Leader of the interlopers was Andrew J. Wilson. When Tularosa citizens came up one night and destroyed the offending dams, Wilson assembled work parties and put them right back.

That was too much for the plucky Tularosans, and they launched an attack on the farmers. Wilson sent an urgent plea for help to nearby Fort Stanton. Lt. John Wilkinson and five men of the 8th Cavalry responded.

That force was not sufficient to restore order. In fact, the soldiers and farmers retreated to Blazer’s Mill where they were besieged by the Tularosa mob. It was becoming painfully clear that local folks were not going to tolerate a theft of their water supply.

Once more an appeal for aid was dispatched to Fort Stanton. This time the post commander, Capt. C.H. McKibbin, answered the call with a troop and a piece of artillery.

When he reached the mill, general firing was in progress, but at the sight of his soldiers the Tularosa attackers retreated back to town. Capt. McKibbin followed.

On the outskirts of the community he was confronted by the parish priest who demanded he withdraw. The officer observed about 40 armed men behind barricades. It appeared a pitched battle was in the offing.

The captain, nevertheless, was not easily intimidated. He told the priest to remove the women and children as he intended to capture the town by force. And, he added that if fired upon, he would hang the priest.

That grim announcement, plus the wheeling of the small cannon into position, quickly smothered the flames of resistance. The troops were allowed to march into the center of Tularosa unopposed.

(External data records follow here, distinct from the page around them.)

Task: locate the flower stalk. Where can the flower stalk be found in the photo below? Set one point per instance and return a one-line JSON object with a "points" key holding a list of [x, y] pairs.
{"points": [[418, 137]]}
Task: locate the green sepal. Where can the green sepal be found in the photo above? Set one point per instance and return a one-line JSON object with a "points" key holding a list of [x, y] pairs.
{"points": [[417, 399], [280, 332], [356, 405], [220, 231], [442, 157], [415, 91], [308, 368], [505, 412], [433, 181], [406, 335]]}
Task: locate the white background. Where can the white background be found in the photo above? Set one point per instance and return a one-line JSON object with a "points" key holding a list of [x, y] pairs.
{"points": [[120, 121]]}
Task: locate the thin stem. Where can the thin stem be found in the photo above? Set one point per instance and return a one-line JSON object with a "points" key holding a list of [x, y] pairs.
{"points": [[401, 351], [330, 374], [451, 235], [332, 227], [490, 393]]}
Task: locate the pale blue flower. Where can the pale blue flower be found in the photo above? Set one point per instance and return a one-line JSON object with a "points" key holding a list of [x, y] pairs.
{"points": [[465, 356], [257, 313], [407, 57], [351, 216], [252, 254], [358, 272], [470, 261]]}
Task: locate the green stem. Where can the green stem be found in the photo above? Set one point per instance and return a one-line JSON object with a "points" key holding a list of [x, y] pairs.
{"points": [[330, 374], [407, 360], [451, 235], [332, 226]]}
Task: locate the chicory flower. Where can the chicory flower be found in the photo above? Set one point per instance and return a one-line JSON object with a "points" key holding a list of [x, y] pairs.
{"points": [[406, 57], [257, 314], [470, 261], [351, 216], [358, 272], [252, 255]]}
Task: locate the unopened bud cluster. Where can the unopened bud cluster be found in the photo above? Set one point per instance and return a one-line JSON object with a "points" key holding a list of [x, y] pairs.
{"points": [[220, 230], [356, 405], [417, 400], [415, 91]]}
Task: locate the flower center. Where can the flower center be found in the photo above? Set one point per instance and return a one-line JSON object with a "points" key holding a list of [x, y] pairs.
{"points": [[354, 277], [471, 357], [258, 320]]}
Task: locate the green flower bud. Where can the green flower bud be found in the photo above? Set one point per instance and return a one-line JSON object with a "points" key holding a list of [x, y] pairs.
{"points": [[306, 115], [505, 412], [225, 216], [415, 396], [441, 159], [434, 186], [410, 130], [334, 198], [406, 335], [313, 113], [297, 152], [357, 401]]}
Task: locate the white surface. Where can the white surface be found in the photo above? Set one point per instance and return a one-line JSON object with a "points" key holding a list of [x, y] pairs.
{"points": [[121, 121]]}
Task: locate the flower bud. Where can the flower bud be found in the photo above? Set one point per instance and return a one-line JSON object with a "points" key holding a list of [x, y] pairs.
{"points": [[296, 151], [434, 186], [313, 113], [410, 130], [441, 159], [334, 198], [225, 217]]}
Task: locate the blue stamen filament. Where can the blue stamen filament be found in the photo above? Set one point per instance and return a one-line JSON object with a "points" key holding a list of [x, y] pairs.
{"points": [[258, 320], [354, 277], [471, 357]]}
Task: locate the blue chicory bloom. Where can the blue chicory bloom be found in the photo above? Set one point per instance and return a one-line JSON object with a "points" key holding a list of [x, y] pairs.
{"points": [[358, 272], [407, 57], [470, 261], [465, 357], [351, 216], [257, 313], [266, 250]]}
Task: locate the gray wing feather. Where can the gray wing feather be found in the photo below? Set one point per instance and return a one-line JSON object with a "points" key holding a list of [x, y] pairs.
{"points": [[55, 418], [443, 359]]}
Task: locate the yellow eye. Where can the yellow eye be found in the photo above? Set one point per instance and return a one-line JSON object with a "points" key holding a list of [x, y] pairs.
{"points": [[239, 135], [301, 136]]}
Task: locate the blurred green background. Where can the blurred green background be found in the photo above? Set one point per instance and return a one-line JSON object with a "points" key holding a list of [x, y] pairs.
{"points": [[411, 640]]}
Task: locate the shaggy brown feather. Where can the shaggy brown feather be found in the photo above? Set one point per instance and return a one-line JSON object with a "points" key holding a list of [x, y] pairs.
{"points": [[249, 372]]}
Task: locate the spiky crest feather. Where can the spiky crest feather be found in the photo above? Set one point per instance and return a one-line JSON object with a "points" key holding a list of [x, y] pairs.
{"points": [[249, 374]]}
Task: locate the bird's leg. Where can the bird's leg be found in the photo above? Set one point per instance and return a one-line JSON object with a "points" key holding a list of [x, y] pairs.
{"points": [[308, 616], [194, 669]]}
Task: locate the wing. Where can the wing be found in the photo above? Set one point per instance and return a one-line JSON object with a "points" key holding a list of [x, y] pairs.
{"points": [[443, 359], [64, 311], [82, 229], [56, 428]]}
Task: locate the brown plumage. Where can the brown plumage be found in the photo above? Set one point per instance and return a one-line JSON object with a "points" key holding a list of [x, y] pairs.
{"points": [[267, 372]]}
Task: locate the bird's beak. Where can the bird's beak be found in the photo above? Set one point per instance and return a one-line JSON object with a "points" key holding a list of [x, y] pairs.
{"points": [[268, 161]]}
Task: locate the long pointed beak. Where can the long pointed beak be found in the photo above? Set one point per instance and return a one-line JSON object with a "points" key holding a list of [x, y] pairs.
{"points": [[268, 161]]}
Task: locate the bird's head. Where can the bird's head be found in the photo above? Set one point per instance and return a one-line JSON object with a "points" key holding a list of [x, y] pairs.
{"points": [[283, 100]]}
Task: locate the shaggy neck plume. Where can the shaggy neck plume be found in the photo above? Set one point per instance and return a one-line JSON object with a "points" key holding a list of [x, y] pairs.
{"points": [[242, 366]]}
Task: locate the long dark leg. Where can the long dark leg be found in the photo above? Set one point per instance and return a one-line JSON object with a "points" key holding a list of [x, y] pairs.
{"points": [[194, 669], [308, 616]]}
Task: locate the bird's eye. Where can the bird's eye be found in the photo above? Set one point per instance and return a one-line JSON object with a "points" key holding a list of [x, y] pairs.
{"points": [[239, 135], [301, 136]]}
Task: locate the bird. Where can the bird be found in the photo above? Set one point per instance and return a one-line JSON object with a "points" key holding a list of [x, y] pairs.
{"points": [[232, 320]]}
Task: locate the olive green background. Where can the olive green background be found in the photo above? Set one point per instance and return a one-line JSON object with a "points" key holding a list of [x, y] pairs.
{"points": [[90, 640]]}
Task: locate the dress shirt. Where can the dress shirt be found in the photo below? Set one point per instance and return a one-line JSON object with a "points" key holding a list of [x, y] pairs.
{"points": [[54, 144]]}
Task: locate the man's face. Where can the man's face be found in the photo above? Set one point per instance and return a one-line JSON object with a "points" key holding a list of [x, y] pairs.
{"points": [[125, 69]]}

The captain’s action in this incident was clearly beyond the law. Later a grand jury investigation charged him with “outrageous and tyrannical conduct” by interference in a civil matter. But there is no record his superiors even reprimanded him.

Over the years other episodes of violence occurred along the Tularosa River, including the shooting of an entire posse. One historian has characterized the series of incidents as the “Tularosa Ditch War.”

While not as celebrated or as bloody as the Lincoln County War, the conflict still left its mark on the people and upon the history of southern New Mexico.